I hoped I’d miraculously beat her there, but traffic was not on my side. Thankfully though, I wasn’t far behind her. I shudder to think about how it could’ve gone if I hadn’t arrived just as she opened that cell door.
I’ve let my rage at Iadanza cloud my thinking, obviously, and that’s not my style. This situation has been fucked up and I’ve let it fuck me up. And now… seeing what it’s doing to her?
I have remorse flooding my veins right now. A lot of it. It’s weighty. The remorse isn’t about anything to do with what I’ve done to him. This emotion in me is all about how I’ve handled it with her. I should’ve made it so she couldn’t find out.
He had to pay. He’s not done paying yet. But I never wanted her to feel any of it.
I want her to stop crying.
I wanna go down there and put my gun in that fucker’s mouth and blow his head off because he spoke to her again. Because he isn’t supposed to factor for her anymore and now he does. Because she had to breathe that stench.

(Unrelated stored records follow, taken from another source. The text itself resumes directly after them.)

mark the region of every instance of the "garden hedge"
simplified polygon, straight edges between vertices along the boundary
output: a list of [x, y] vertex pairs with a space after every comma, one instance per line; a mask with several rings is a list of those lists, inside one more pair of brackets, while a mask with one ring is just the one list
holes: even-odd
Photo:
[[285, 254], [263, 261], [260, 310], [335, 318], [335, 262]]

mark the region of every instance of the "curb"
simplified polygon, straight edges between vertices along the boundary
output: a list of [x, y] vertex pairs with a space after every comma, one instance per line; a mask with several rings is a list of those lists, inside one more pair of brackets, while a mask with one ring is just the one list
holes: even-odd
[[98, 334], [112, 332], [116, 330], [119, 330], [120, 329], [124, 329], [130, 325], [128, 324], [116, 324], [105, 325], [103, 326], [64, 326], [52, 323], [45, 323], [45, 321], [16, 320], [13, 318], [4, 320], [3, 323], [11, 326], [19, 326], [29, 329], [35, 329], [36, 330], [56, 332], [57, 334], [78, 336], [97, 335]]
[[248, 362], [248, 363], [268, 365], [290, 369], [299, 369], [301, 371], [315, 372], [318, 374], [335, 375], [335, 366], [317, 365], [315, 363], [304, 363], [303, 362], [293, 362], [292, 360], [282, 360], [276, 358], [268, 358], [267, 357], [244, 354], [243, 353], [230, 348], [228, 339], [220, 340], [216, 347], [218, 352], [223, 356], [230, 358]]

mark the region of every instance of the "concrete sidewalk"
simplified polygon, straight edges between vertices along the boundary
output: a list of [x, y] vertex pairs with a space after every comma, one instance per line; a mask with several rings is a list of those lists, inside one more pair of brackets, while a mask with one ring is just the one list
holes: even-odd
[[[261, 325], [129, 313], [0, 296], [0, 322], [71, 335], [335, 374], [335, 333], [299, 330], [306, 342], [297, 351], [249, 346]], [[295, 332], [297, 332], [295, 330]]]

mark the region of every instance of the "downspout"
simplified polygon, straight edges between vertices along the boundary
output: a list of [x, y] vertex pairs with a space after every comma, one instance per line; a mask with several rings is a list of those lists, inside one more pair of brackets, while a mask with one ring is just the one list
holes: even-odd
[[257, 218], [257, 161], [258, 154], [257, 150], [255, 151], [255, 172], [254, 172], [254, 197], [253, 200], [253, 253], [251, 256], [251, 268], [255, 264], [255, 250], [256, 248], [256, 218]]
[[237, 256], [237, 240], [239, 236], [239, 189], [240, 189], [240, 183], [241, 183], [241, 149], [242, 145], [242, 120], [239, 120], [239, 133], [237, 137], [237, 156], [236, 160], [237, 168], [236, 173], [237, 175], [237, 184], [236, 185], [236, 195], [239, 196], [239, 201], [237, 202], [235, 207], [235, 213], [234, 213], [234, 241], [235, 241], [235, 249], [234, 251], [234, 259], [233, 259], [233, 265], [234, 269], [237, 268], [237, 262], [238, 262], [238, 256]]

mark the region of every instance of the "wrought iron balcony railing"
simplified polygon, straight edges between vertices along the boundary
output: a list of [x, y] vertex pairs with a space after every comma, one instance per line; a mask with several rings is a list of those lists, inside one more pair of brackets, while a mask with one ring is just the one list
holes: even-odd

Because she’s now upset. I’m fucking pissed at myself right now. She’s looking at me like I’m a stranger. A stranger who has irreparably hurt her.
I hate that she’s been suspicious of me for days, hate that her suspicions are confirmed. And the feel of these knots in my stomach because of the look in her beautiful, sad eyes - I deserve to feel twisted up for not making sure she never found out. She doesn’t deserve to feel like this because of my carelessness.